Thomas M McDonald 1 , Jarad A Mason 1 , Xueqian Kong 2 , Eric D Bloch 1 , David Gygi 1 , Alessandro Dani 3 , Valentina Crocellà 3 , Filippo Giordanino 3 , Samuel O Odoh 4 , Walter S Drisdell 5 , Bess Vlaisavljevich 6 , Allison L Dzubak 4 , Roberta Poloni 7 , Sondre K Schnell 8 , Nora Planas 4 , Kyuho Lee 9 , Tod Pascal 10 , Liwen F Wan 10 , David Prendergast 10 , Jeffrey B Neaton 11 , Berend Smit 12 , Jeffrey B Kortright 5 , Laura Gagliardi 4 , Silvia Bordiga 3 , Jeffrey A Reimer 13 , Jeffrey R Long 14
Mar 19 2015
The process of carbon capture and sequestration has been proposed as a method of mitigating the build-up of greenhouse gases in the atmosphere. If implemented, the cost of electricity generated by a fossil fuel-burning power plant would rise substantially, owing to the expense of removing CO2 from the effluent stream.
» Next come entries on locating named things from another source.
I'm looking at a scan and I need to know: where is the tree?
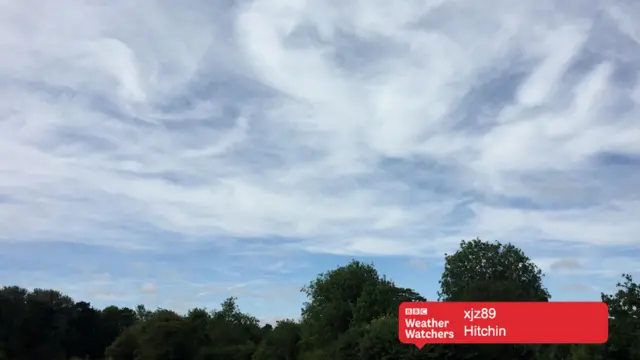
[438,239,551,360]
[252,320,300,360]
[602,274,640,360]
[438,239,551,301]
[301,260,424,349]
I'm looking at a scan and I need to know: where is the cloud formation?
[0,0,640,316]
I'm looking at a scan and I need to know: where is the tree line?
[0,239,640,360]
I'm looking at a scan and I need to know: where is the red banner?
[398,302,609,348]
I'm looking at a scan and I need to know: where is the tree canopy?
[0,239,640,360]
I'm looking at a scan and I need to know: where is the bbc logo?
[404,308,428,315]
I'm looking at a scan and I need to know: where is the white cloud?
[0,0,640,298]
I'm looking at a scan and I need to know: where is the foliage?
[0,239,640,360]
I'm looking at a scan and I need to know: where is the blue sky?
[0,0,640,321]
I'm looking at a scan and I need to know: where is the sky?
[0,0,640,321]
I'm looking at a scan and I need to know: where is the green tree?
[301,260,425,359]
[438,239,551,301]
[602,274,640,360]
[252,320,300,360]
[438,239,551,360]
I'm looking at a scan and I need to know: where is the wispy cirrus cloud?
[0,0,640,318]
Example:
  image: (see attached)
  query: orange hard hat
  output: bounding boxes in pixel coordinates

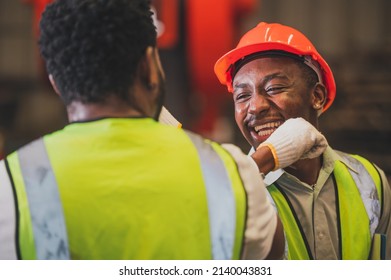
[214,22,336,112]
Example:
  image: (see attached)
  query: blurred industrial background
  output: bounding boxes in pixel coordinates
[0,0,391,178]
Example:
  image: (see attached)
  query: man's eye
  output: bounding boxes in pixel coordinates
[266,86,285,94]
[235,92,250,101]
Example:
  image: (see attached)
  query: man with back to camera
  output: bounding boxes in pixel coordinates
[0,0,327,260]
[215,22,391,259]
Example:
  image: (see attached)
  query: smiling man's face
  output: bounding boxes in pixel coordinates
[233,57,317,148]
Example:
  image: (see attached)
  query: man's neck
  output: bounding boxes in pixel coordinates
[285,157,322,185]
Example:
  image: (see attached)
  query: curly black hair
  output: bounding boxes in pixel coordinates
[39,0,156,105]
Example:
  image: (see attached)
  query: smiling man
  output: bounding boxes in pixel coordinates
[215,22,391,259]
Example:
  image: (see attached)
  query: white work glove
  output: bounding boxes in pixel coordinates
[257,118,328,170]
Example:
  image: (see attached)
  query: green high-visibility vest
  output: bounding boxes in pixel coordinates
[0,119,246,259]
[268,155,384,260]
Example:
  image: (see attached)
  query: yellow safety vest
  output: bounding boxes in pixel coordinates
[0,119,246,259]
[268,155,385,260]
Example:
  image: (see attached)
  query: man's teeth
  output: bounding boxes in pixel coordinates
[258,129,274,136]
[254,122,282,136]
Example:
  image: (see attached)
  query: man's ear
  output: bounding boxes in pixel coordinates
[311,83,327,116]
[139,46,161,91]
[49,74,61,96]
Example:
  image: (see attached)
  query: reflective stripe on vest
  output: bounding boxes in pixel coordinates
[18,138,70,260]
[186,132,236,259]
[268,155,381,259]
[0,160,18,260]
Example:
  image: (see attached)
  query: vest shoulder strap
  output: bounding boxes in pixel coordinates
[185,131,236,259]
[17,138,70,260]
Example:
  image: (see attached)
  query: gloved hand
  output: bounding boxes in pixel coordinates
[257,118,328,170]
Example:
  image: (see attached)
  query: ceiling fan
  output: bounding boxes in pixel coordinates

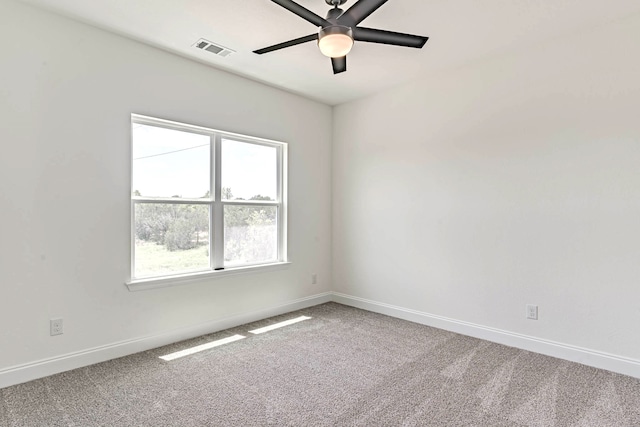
[254,0,429,74]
There is therefore an urgent need for more efficient gas separation technologies, such as those potentially offered by advanced solid adsorbents. Here we show that diamine-appended metal-organic frameworks can behave as 'phase-change' adsorbents, with unusual step-shaped CO2 adsorption isotherms that shift markedly with temperature. Results from spectroscopic, diffraction and computational studies show that the origin of the sharp adsorption step is an unprecedented cooperative process in which, above a metal-dependent threshold pressure, CO2 molecules insert into metal-amine bonds, inducing a reorganization of the amines into well-ordered chains of ammonium carbamate. As a consequence, large CO2 separation capacities can be achieved with small temperature swings, and regeneration energies appreciably lower than achievable with state-of-the-art aqueous amine solutions become feasible. The results provide a mechanistic framework for designing highly efficient adsorbents for removing CO2 from various gas mixtures, and yield insights into the conservation of Mg(2+) within the ribulose-1,5-bisphosphate carboxylase/oxygenase family of enzymes.